One thing we do know about this salamander is that when disturbed it will willingly jump from tree branches, assuming a posture similar to that taken by skydivers, as can be seen below.
“It was confusing to see these salamanders jump so readily given the height of the trees they inhabit,” said Christian Brown, a PhD Candidate of the University of South Florida and an author of the study.
These salamanders are particularly well adapted to living in the redwood canopy, Brown told Insider in an interview.
They have prehensile tails, long limbs, and flattened bodies that are perfect for climbing.
But their long narrow bodies do not look particularly aerodynamic. Unlike their distant cousins, the gliding leaf frog and the flying gecko, they do not have skin flaps or webbing which might help them glide.
So Brown and other scientists at the University of South Florida and the University of California, Berkeley, set out to understand what the salamander might be able to do.
Instead of dropping the salamanders from very high up, the scientists put them in custom-made wind tunnels designed to simulate a fall from the tree. The results of their study were published in the peer-reviewed journal Current Biology on Monday.
The scientists found that the salamanders had a “repertoire of postures and movements they use to control their drop”, Brown said.
By twisting their tails and changing the position of their toes and legs, the salamanders were able to keep their bodies almost parallel to the ground while they were falling.
They could also “execute banking turns and glide horizontally”, Brown said.
By adopting this skydiving-like posture, the salamander reduced its vertical speed by up to 10 percent, the study found.
Brown told Insider he is now studying whether these salamanders can direct their flight to avoid falling straight down to the ground.

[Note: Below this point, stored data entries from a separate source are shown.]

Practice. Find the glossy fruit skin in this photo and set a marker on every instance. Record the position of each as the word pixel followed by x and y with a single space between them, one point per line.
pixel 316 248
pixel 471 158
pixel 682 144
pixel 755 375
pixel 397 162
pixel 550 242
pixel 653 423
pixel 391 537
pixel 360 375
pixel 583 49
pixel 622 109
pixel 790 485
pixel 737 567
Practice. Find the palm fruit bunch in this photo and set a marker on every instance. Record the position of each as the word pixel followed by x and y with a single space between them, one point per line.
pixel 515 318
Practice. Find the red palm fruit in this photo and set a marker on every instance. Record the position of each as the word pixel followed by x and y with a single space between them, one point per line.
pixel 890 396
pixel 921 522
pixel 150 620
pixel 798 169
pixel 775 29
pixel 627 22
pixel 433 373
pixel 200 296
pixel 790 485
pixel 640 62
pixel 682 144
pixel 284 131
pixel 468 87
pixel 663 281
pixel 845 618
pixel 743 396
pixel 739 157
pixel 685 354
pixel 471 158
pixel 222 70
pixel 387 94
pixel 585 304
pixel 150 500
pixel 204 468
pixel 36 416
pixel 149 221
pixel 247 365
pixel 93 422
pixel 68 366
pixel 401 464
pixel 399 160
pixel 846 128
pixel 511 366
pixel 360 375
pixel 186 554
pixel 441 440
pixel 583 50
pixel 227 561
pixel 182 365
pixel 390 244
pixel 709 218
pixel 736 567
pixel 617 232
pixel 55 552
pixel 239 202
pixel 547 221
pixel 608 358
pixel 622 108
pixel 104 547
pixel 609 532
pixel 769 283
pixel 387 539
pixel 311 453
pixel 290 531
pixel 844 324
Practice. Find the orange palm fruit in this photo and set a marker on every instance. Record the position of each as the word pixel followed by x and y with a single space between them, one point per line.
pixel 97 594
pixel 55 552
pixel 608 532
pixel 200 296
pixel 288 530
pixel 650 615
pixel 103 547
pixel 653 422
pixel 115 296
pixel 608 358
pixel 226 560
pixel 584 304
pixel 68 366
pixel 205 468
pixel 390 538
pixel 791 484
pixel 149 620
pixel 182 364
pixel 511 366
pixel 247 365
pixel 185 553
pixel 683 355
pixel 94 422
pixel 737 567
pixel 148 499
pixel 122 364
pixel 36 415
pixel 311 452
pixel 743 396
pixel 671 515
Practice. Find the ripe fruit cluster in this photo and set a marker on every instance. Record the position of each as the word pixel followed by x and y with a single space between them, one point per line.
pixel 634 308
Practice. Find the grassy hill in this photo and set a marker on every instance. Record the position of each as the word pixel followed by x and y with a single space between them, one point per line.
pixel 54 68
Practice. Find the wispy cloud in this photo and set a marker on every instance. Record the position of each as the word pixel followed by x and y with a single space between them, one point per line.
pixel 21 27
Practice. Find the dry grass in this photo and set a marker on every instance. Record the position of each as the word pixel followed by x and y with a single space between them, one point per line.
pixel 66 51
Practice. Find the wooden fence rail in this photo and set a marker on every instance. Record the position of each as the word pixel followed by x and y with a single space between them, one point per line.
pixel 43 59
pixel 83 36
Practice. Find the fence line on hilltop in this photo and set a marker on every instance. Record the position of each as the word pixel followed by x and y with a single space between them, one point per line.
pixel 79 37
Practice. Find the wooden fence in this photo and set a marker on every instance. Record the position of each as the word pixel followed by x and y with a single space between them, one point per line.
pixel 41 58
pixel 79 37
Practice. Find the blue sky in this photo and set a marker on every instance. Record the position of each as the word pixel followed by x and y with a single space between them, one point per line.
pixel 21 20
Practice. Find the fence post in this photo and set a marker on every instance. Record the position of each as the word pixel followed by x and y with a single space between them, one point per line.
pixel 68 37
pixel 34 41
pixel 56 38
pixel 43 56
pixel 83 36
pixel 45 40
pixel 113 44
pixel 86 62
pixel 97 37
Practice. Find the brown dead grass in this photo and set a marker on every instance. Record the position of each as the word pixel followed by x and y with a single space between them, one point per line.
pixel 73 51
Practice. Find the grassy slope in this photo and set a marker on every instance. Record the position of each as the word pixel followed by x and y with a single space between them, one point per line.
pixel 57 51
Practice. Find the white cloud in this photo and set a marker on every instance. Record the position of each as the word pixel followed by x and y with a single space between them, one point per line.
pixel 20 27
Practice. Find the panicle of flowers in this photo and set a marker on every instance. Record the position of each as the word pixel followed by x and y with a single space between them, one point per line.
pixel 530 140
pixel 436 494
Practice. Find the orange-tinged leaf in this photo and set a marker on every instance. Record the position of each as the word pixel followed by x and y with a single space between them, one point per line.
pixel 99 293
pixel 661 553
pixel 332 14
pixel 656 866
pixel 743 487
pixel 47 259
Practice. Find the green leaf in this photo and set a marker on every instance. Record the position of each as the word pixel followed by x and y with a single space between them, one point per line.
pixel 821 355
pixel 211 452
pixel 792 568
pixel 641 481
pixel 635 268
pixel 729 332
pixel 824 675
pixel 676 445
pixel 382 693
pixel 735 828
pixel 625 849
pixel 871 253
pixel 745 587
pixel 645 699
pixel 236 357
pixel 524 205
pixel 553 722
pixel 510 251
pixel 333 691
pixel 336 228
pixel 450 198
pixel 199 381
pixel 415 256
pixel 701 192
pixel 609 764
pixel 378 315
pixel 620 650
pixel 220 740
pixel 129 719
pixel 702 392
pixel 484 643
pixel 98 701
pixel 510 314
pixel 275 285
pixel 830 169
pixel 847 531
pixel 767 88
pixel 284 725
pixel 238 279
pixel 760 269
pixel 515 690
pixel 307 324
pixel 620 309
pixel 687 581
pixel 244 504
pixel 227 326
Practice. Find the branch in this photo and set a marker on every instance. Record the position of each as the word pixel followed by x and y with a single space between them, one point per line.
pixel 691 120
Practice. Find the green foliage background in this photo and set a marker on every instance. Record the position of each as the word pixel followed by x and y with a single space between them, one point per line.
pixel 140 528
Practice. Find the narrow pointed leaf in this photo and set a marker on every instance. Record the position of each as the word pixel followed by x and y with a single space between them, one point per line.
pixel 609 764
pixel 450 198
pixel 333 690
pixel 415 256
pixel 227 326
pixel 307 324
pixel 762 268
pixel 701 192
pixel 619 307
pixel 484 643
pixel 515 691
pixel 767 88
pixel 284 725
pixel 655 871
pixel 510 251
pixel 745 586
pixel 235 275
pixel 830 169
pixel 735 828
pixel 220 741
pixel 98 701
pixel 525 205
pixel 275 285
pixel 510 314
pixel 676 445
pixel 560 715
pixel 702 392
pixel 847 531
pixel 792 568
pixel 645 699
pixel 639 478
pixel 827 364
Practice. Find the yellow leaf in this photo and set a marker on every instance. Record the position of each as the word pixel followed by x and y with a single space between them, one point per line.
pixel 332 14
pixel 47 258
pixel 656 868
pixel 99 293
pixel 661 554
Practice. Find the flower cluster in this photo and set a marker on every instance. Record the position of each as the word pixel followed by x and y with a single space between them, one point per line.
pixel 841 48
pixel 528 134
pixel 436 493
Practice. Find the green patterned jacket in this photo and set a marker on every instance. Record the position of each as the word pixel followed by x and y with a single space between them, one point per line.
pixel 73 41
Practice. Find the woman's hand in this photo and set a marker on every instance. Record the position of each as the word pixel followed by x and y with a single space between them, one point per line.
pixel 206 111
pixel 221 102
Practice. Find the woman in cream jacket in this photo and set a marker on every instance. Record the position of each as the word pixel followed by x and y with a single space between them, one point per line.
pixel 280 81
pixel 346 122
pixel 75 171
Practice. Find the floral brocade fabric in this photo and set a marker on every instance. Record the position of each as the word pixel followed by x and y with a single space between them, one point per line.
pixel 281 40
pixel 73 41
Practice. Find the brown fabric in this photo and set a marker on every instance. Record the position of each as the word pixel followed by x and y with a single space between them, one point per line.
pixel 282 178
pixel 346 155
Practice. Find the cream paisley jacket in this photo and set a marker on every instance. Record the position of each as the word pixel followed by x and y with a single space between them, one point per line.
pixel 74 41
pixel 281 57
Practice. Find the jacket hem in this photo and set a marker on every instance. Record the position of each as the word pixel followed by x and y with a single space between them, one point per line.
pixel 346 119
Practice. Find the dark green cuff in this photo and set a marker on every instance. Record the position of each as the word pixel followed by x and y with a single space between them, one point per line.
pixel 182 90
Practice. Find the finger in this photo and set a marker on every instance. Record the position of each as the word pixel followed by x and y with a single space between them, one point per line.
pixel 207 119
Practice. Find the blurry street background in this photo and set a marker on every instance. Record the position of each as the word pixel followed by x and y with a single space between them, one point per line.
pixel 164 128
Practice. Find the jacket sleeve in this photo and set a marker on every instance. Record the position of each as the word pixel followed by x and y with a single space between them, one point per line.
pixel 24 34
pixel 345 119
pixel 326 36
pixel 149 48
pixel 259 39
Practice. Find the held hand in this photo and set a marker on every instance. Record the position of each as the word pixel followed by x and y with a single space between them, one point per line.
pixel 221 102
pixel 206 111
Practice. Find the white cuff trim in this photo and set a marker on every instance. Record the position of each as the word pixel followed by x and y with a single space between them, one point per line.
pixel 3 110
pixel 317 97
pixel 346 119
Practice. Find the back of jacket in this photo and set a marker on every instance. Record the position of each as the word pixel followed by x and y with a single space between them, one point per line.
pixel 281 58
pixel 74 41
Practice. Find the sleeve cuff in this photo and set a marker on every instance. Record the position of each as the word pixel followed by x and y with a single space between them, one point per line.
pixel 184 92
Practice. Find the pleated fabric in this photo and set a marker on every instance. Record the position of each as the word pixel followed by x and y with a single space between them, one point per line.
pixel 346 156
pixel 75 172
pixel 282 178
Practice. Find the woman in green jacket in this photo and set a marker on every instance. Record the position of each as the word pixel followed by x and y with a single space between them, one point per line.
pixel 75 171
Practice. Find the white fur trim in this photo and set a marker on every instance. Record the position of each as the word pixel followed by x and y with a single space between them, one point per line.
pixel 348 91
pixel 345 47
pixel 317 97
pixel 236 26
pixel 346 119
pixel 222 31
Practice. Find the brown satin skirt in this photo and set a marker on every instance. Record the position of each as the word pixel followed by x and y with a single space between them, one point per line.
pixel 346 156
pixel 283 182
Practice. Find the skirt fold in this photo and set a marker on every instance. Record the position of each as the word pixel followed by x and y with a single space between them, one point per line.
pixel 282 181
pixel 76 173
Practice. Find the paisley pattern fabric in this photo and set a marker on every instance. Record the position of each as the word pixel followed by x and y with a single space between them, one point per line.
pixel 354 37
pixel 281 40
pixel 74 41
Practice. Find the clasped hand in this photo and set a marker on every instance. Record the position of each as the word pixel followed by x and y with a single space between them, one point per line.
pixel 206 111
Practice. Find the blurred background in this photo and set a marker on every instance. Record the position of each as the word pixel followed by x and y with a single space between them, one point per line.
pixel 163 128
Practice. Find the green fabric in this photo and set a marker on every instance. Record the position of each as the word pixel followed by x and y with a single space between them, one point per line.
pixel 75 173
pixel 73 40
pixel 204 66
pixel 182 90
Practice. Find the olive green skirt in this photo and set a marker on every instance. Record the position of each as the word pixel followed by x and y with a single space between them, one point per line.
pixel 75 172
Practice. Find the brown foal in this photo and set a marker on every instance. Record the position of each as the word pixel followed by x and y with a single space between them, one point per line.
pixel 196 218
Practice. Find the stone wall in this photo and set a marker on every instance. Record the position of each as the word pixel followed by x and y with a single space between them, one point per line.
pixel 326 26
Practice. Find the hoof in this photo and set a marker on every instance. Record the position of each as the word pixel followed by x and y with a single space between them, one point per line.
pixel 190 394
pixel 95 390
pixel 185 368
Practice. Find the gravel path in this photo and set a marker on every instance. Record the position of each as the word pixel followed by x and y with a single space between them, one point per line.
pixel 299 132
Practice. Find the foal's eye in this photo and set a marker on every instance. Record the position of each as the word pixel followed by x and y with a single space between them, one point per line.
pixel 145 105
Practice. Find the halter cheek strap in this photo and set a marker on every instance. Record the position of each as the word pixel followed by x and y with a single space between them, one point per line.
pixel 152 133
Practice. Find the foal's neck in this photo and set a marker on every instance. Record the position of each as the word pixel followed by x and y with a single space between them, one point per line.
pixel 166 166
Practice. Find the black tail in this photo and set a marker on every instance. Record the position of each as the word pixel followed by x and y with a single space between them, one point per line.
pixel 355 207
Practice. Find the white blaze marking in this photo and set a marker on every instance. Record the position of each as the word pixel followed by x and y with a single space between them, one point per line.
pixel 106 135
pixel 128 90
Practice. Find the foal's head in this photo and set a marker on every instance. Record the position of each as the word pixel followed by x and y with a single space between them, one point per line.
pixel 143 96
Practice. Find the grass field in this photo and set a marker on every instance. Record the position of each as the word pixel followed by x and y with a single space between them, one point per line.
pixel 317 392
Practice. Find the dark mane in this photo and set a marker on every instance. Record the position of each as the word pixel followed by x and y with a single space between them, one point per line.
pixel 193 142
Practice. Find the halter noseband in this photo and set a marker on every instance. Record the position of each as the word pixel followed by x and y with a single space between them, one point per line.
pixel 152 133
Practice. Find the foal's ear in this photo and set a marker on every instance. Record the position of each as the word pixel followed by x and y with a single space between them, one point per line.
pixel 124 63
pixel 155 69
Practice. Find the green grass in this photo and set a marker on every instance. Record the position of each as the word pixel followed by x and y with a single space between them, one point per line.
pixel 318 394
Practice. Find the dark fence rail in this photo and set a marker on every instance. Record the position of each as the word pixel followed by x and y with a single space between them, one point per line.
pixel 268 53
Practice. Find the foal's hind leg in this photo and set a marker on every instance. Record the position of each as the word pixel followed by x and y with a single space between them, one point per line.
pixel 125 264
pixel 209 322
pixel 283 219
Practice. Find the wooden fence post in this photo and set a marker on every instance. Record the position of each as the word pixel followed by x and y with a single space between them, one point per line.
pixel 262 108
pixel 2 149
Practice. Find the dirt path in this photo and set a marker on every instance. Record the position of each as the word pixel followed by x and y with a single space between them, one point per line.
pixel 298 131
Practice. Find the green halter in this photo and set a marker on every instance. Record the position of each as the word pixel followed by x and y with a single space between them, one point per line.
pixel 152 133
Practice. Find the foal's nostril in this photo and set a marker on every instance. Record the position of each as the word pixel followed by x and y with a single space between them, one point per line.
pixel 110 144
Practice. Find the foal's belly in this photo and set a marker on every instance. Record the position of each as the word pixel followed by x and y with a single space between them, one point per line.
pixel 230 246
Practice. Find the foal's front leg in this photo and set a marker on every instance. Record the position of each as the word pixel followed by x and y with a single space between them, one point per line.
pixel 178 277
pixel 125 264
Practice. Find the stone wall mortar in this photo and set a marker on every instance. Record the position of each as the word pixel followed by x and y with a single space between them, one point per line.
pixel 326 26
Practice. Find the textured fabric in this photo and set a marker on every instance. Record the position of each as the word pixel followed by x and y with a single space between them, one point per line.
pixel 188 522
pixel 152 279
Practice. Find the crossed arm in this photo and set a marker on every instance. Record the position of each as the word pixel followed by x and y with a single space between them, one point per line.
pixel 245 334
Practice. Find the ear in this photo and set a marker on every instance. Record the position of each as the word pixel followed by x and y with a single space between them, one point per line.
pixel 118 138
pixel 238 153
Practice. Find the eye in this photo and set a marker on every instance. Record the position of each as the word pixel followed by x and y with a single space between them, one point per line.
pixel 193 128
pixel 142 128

If they can, he thinks it’s more likely that they choose to come back towards the trunk to grasp the lower limbs of the tree or the dense fern mats growing on the bark.
If they did fall down to the ground, that would likely not kill them, Brown said. These salamanders are relatively light and tend not to weigh more than six grams. So their fall could be cushioned by the soft redwood duff around the base of the tree, he said.
However, the hike back up the redwood might prove fatal. A 2021 study found that it could take them hours or days to climb back up to the canopy.
“In that time, they could dry out, be preyed upon, or simply run out of energy before finding food again,” said Brown.
Brown said other animals could have unexpected parachuting and gliding abilities that people have yet to notice.
He’s hoping the study will draw attention to the complex but poorly understood biodiversity of the redwood canopy.
“Scientists have barely scratched the surface in studying the redwood canopy ecosystem and the unique fauna it has shaped through evolutionary time,” he said per the press release.